More than 500 dead wild water birds appeared in the lake areas of Inner Mongolia since this summer as a result of water pollution. The poisonous water, as reported by local herdsmen, came from factories from a nearby eco-industrial area. Annie Lee from China Hush wrote a photo feature on the situation.
My small contribution about environmental problems in Inner Mongolia:
Jost Wübbeke from the University of
Berlin writes that mining of coal and rare earths contributes a lot
to pollution. It consumes precious water resources and creates toxic
waste. An example is a facility of the state enterprise Baogang in
the town of Baotou, that extracts rare earths. Production waste
that contains thorium, sulfuric acid and hydrofluoric acid is
disposed in a large tailings pond, that comprises 10 km². The
inhabitants of the nearby villages of Xinguang and Dalahai started to
suffer from diseases like osteoporosis, and lost their teeth. The
cancer rate went up and their immune system was weakened.
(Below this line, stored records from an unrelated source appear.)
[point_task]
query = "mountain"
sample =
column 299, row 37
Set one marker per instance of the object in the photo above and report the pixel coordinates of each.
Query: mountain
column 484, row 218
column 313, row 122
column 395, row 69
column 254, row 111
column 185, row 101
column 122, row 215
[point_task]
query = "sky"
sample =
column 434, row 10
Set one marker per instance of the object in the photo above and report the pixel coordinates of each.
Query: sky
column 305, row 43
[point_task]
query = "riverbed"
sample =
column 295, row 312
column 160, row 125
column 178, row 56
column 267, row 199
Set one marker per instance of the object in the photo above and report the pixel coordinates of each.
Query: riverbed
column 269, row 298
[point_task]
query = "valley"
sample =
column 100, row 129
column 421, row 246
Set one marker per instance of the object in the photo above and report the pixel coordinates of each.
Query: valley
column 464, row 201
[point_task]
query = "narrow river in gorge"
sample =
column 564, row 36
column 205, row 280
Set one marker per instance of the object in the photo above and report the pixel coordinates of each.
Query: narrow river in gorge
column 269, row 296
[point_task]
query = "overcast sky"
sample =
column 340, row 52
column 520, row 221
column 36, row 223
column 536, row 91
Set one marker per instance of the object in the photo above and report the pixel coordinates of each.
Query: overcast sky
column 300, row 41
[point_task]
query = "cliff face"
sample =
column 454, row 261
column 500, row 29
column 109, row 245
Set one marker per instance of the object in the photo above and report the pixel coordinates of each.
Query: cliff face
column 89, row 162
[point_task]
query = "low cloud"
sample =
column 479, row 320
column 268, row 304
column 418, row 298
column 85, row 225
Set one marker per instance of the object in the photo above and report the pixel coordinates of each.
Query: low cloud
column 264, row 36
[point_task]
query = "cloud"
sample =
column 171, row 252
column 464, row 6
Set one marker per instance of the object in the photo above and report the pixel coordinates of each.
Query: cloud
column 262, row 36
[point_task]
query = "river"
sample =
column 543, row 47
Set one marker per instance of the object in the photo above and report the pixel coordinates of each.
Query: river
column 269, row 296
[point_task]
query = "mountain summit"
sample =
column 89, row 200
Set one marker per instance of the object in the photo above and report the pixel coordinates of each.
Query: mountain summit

Baogang has had a program to resettle
the inhabitants to modern housing estates in the district of
Kundoulun. But the contribution of 800 renminbi per square metre
seems to be rather expensive for the people.
Jost Wübbeke writes in his conclusion,
that China has now extensive environmental legislation. But the
persons concerned have insufficient political power and influence to
turn legislation into action.
Source: Jost Wübbeke, Bergbau in der
Inneren Mongolei – Umweltverschmutzung und Konflikte. 2012, PDF.